Piotr Ilyitch Tchaikovsky

DGG 4826184
  • Capriccio italien, Op. 45 1
  • Fantasy Overture in B minor "Roméo & Juliet" 2
  • Symphony in B minor "Manfred", Op. 58 3
  • Symphony #6 in B minor "Pathétique", Op. 74 4
1 Berlin Philharmonic Orchestra/Ferdinand Leitner
2 Boston Symphony Orchestra/Claudio Abbado
3 London Symphony Orchestra/Yuri Ahronovitch
4 Vienna Philharmonic Orchestra/Claudio Abbado
Deutsche Grammopho Eloquence (Australia) 4826184 2CDs

There is a little town about an hour north of where I live called Frankenmuth, and they serve excellent family-style chicken dinners. The chicken alone is worth the trip. However, as the years have passed, the famous side dishes have not aged as well, and the mashed potatoes are particularly suspect. This set reminds me a lot of those dinners, in that the entrees are very fine, but the fillers aren't quite worth the calories. I imagine our continental and Australian friends will be appalled by the metaphor, but that chicken is good. Eloquence's Tchaikovsky cycle concludes with a similarly satisfying entry.

Abbado's pairing of the Symphony #6 and the Fantasy Overture have already appeared on Eloquence, and some collectors may have used Buywell or Amazon.UK to get it. The Symphony features typically beautiful playing from the Vienna Philharmonic Orchestra, and Abbado also conducts with a sure hand. Compared to his labelmates Bernstein and Fricsay, he's a little short on pathos. On the other hand, compared to those two, he's also more suited for everyday listening. Whether that's what you want in your "Pathétique" is going to be up to you, but this is lovely. The sound is also warm and fits the polished feel of the orchestra. Unfortunately, Roméo & Juliet receives a somewhat pedestrian reading that fails to match Abbado's best work in Boston.

The "Manfred" Symphony has not achieved the same popularity as the composer's other large orchestral works, and suffers from a reputation for being both difficult to play and a lack of musical cogency. I happen to enjoy when it's played with commitment and unapologetic flair, and for whatever reason only British orchestras seem to record it successfully. There are others around the world worth hearing, but the UK has the best overall showing. The Philharmonia and London Philharmonic Orchestra have been especially lucky, but this 1977 rendition under Ahronovitch with the London Symphony also deserves your attention. The orchestra plays exceptionally well.
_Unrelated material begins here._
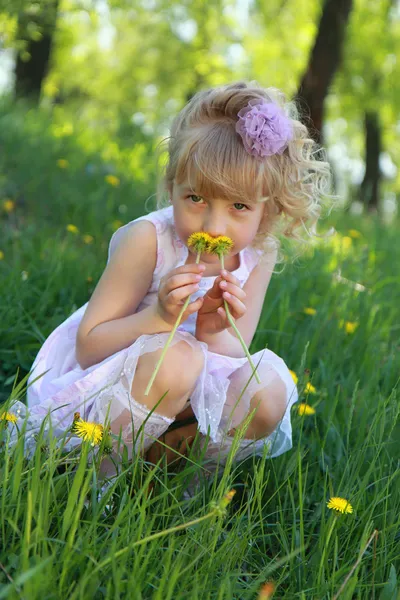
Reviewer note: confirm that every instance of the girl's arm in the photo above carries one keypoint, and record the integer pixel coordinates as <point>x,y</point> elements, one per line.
<point>108,338</point>
<point>110,323</point>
Ahronovitch doesn't monkey around with the work in any way that's truly distinctive, but he does draw an appreciable richness from his ensemble. What's more, he brings out plenty of detail in the score that others miss. Where he falls just short is a failure (in my view) to argue the finale tightly enough. Also, fine as the London Symphony is, the rival orchestras mentioned above are just that much more virtuosic.

The package also holds the Capriccio italien, which is given a workday run-through from Leitner and the Berlin Philhamonic. Never the most thrilling of conductors, Leitner is blessed with fine first-desk solos and polished playing, but little more. I suppose it's nice to hear the orchestra before Karajan dominated the next few decades, but a stronger musical personality might have been welcome. All told, there are enough generous recordings here to warrant a confident purchase, especially if you've been waiting for the Abbado and Ahronovitch.